In appropriate cases, stereotactic EEG (sEEG) placement precedes potential LITT therapy.[21] sEEG involves the placement of depth electrodes to record brain activity. These depth electrodes, with varying numbers of contacts and lengths, are minimally invasive compared with the traditional placement of EEG subdural grids and strips used in open resections. Importantly, sEEG does not require a traditional craniotomy. This method enables the targeting of deep brain regions that would otherwise be challenging to record. Multiple depth electrodes can be implanted in an array to understand a specific localized region of the brain or to explore different anatomic structures relevant to the genesis or treatment of seizures.
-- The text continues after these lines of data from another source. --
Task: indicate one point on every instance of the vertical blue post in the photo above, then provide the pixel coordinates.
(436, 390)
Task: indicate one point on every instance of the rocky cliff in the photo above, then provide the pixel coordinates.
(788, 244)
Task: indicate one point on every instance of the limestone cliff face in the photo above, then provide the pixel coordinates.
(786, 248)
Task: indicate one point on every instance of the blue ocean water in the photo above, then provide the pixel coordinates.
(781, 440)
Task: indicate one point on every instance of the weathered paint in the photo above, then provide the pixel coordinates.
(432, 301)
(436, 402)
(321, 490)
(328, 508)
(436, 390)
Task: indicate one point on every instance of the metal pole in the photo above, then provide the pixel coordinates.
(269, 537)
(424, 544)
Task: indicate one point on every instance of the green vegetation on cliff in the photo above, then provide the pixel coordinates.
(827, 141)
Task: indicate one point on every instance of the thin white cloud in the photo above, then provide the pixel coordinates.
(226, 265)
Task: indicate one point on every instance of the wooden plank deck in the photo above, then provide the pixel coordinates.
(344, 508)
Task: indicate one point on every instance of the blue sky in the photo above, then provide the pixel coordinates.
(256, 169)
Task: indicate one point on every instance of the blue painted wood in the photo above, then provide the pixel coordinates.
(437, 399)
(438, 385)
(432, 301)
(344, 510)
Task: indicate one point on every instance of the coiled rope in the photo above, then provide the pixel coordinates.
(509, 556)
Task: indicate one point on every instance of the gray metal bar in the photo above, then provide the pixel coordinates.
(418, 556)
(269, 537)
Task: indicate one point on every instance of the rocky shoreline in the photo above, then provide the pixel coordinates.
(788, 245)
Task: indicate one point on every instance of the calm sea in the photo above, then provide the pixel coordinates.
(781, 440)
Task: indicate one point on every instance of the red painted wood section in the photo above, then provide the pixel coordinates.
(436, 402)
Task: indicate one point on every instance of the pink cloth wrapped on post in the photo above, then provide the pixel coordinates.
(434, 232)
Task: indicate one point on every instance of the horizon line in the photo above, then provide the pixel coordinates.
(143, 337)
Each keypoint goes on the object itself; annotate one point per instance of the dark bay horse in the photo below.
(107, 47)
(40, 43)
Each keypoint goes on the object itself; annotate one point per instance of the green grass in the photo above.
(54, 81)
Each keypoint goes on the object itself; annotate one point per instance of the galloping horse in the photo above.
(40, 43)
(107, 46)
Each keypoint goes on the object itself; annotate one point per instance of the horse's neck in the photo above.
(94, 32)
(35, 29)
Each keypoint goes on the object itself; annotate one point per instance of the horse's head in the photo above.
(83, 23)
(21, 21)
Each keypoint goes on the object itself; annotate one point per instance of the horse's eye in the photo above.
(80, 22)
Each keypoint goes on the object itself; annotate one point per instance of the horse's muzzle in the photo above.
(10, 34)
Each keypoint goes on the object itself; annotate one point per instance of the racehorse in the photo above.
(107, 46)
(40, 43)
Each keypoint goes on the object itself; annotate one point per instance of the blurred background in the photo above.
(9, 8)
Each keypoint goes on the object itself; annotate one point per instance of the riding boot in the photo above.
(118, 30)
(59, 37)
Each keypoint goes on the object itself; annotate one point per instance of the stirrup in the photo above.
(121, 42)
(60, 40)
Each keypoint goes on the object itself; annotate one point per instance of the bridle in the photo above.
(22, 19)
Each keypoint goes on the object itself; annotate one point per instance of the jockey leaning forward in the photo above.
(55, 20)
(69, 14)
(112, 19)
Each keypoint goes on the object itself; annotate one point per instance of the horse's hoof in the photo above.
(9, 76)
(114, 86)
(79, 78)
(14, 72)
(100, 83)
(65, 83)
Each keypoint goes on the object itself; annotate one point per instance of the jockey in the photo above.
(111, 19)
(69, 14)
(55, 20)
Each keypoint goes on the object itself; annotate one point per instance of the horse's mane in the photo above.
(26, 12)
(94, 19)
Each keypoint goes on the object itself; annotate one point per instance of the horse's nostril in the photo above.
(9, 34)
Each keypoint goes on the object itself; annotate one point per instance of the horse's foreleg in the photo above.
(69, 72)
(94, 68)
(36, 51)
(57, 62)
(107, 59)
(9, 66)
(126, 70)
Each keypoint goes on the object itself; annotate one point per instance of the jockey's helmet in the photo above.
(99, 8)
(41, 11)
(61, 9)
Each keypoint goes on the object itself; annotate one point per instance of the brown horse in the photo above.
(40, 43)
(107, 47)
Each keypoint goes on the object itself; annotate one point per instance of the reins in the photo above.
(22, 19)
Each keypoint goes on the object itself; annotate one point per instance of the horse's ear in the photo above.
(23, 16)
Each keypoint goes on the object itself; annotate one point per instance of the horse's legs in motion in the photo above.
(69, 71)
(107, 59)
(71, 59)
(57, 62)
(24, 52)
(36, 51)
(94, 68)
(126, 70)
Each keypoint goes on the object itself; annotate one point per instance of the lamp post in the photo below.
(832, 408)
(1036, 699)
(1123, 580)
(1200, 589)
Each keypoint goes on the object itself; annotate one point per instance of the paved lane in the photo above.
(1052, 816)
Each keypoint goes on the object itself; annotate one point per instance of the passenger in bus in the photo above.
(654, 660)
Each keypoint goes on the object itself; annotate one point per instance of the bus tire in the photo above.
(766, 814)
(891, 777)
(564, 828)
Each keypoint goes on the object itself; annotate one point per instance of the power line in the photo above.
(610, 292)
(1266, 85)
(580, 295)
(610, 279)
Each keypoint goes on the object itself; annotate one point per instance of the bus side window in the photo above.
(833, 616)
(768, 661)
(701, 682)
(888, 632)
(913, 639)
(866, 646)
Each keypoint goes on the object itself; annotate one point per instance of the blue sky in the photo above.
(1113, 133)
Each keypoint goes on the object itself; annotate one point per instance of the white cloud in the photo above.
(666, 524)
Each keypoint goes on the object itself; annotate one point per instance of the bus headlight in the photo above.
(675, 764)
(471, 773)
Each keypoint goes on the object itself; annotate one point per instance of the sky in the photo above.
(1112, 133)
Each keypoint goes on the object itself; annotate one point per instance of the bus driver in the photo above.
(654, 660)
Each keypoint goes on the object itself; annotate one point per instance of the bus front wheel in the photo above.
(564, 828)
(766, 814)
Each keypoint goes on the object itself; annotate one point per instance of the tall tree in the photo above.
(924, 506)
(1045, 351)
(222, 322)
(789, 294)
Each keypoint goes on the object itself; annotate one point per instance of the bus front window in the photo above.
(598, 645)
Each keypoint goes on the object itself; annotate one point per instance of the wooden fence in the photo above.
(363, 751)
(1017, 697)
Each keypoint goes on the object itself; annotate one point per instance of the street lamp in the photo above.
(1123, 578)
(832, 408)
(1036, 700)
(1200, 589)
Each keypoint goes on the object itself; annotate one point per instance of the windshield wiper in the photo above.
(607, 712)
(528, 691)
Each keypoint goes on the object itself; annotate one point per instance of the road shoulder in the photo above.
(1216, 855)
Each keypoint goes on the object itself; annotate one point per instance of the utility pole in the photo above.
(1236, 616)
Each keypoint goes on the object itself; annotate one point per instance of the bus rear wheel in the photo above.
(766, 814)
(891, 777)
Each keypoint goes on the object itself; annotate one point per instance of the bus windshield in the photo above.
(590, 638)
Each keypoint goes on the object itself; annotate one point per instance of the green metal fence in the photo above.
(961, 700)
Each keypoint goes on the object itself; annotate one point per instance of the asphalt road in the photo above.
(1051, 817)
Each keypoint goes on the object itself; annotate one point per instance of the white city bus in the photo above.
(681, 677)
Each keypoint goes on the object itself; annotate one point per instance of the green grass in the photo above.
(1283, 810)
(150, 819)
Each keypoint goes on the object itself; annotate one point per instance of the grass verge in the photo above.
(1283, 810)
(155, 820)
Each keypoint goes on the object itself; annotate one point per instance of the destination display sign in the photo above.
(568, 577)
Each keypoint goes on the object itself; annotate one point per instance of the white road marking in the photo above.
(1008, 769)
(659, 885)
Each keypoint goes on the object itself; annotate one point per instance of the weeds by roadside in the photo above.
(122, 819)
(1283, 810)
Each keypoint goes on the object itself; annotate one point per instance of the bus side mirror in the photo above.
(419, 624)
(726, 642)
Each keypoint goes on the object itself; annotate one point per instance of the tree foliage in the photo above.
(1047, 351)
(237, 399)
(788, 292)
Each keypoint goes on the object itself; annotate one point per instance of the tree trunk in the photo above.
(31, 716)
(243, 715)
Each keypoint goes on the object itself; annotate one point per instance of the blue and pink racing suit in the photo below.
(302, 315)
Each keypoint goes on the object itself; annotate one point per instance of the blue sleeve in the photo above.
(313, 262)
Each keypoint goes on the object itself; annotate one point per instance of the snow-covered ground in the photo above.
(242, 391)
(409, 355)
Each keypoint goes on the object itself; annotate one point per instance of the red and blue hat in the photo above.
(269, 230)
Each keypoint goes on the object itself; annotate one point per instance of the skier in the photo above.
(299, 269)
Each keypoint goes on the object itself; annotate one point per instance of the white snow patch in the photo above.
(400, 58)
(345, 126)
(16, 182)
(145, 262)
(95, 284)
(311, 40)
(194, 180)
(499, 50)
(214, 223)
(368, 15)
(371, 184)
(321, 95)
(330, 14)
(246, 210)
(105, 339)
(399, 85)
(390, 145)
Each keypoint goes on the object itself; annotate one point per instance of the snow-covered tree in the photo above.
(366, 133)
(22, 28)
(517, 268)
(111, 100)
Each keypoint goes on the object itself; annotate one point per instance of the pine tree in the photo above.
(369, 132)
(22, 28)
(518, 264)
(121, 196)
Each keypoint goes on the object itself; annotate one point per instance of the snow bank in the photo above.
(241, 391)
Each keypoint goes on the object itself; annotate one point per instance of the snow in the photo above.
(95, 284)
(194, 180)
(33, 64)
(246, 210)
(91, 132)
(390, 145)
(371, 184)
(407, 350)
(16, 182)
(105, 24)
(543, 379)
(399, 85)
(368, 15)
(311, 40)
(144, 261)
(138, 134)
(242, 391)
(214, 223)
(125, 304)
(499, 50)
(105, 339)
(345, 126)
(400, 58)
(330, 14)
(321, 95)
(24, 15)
One primary limitation of sEEG recording is the relatively small spatial resolution of electrical activity sampled, covering approximately 7 mm of tissue.[22] Consequently, there may be anticipated gaps in EEG recordings that need to be planned for. The number of depth electrodes used is significant, as each placement incurs a 1% risk of intracranial hemorrhage.[23] Historically, the success rate of sEEG LITT therapy in rendering patients seizure-free has been around 30 to 35% for all types of epilepsy.[24] In the modern era, a well-formed hypothesis and emphasis on concordant presurgical data can lead to improved rates of seizure freedom and freedom from disabling seizure types.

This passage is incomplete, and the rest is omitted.